Over the past few months, a small media circus has ignited after the White House announced that 79-year-old president Donald Trump, who had been photographed with swollen ankles, had been diagnosed with a disorder called chronic venous insufficiency that causes blood to pool in the extremities.
Now, amid the increasing scrutiny about those "cankles," it appears the president or his aides are obfuscating another visible ailment — this time on his hand.
As flagged by the Daily Beast, Trump was spotted on Friday with what appears to be a thick patina of light-colored foundation slathered haphazardly onto his right hand. As you can see from the photo below from Getty photographer Chip Somodevilla, the makeup was a totally different color than the president's own ruddy skin tone, and because whoever put it on him didn't blend it at all, it stood out like the first splash of a Jackson Pollock painting.
For months now, Trump has been seen on-and-off wearing a drag queen-level layer of makeup on his right hand to cover what has sometimes appeared to be a large and gnarly bruise. (White House press secretary Karoline Leavitt insisted back in February, when the discoloration first made headlines, that the president's bruising comes from his love of hand-shaking.)
After he was caught sporting that thick layer of coverup this past Friday, Leavitt suggested again that Trump was suffering a minor hand-shaking injury.
"President Trump is a man of the people and he meets more Americans and shakes their hands on a daily basis than any other President in history," the press secretary said in a statement. "His commitment is unwavering and he proves that every single day."
Around the same time he was diagnosed with chronic venous insufficiency in July, Leavitt again blamed the bruise on the president's penchant for shaking hands, but that time, she added a bit of a twist.
"This [bruising] is consistent with minor soft tissue irritation from frequent handshaking and the use of aspirin, which is taken as part of a standard cardiovascular prevention regimen," the press secretary said during a July 17 briefing, citing the White House physician. "This is a well-known and benign side effect of aspirin therapy. And the President remains in excellent health, which I think all of you witness on a daily basis here."
To be fair, taking aspirin regularly is indeed known to cause people to bruise and get cut more easily, which suggests, at very least, that the press secretary and the White House physician aren't fibbing on that front.
But in a July interview with the Daily Mail about the source of the bruises, Neal Patel, a doctor at Providence St Joseph Hospital in Burbank, California threw cold water on the "handshaking" claim.
"I see a lot of patients who are businessmen," Patel said, "and I've never really seen them getting bruising from too much handshaking."
It's more likely that Trump's bruising is the result of an intravenous (IV) blood draw, according to Patel, which are often placed on the hands. The doctor also noted that the bruise "always seems to be on the same hand," which would lend credence to his theory — though Trump was spotted with a new bruise on his left hand just a day after photographers captured images of his makeup-slathered right hand.

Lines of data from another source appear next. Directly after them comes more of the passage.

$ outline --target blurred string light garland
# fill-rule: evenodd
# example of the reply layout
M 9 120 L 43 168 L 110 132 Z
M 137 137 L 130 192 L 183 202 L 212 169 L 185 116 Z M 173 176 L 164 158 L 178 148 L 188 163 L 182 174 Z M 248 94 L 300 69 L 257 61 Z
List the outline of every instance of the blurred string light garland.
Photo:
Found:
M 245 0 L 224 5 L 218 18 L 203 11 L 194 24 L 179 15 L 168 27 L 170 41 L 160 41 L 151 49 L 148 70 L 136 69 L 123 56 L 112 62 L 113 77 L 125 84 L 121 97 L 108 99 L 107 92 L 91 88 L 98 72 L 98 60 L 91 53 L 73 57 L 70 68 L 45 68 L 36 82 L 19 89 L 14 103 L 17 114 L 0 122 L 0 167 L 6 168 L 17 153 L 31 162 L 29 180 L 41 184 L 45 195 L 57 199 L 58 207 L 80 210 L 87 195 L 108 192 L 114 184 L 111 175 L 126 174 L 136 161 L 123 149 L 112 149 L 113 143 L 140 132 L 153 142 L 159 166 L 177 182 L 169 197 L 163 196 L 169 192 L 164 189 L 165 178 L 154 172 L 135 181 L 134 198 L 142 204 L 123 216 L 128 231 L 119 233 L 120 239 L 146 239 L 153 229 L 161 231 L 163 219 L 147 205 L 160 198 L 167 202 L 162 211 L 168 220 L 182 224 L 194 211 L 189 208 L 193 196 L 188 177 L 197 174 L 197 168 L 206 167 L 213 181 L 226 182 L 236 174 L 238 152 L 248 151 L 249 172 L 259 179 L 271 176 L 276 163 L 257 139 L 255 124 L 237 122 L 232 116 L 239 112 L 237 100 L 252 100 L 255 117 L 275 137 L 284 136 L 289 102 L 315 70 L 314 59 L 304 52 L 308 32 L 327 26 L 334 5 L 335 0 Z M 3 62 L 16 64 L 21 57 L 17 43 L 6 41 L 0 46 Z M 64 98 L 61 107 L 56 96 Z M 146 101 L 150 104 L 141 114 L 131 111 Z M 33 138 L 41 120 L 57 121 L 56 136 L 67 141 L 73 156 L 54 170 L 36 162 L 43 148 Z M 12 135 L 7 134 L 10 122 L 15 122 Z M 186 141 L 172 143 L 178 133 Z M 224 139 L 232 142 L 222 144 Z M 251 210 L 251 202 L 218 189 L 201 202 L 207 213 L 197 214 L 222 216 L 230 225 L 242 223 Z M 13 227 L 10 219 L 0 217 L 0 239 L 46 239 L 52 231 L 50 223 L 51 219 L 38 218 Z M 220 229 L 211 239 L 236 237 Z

These visible health problems and eyebrow-raising explanations aren't the first time that the topic of Trump's health has been handled strangely in an official capacity.
After the 2018 release of a palace intrigue tell-all book by journalist Michael Wolff called "Fire and Fury" that alleged, among other things, that Trump was experiencing cognitive decline, the president insisted he was instead a "very stable genius." He then marched White House physician Ronny Jackson out in front of the cameras to back him up by saying he'd performed "exceedingly well" on a cognitive exam, and that he was strong as an ox to boot.
In 2023, CBS revealed that Jackson, a decorated Navy man, had been demoted from his position as rear admiral (lower half) to captain the previous year after a Pentagon watchdog investigation found that he got drunk on work trips and "belittled, bullied, and humiliated" his subordinates during his time under Trump. By comparison, Jackson's tenure makes the current White House physician, Sean Barbabella, look positively normal.
That said, the White House's repeat recycling of the same goofy "handshaking" excuse over and over inspires little confidence. At the end of the day, there's nothing wrong with getting blood drawn — but if anything more serious is amiss with the president's health, Americans deserve to know.